I think it is good to help the "general population" get a better sense of what adoption can look like today. If the 1960s was the last time someone has been impacted, or known someone who participated an adoption process, I think this will at least give them a better reference point to start with!

I have been thinking about you and your daughters a lot this week. If you want to email me your snail mail address, I would love to send each of your daughters a hand made card. findingmywaysoftly@gmail.com

Unknown said...

I keep losing my comments. Sheesh. Hopefully this will go through.

I think this is an especially important educational opportunity for women and men to understand that adoptions pre 1960s-ish, and open adoptions that are more common today, are VERY different. While the SW wasn't going to become a nominee for a Mother Teresa award, she does seem to be doing her best to listen to everyone involved.

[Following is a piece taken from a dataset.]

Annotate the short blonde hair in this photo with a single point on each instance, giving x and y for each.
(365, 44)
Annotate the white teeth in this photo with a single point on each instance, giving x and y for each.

I love the stories all of you have shared here. Please go to http://poetrysansonions.blogspot.com/p/contests-check-here-for-latest-contest.html and make a comment so that you can be entered into the contest, just do the backlink to the comment(s) you made here. The 24th is almost here, but the cards are pretty cool that you get as a prize!

No matter what else happens,I believe that open adoptions are a MUCH better option, in almost all cases that don't involve abuse or violence in some way.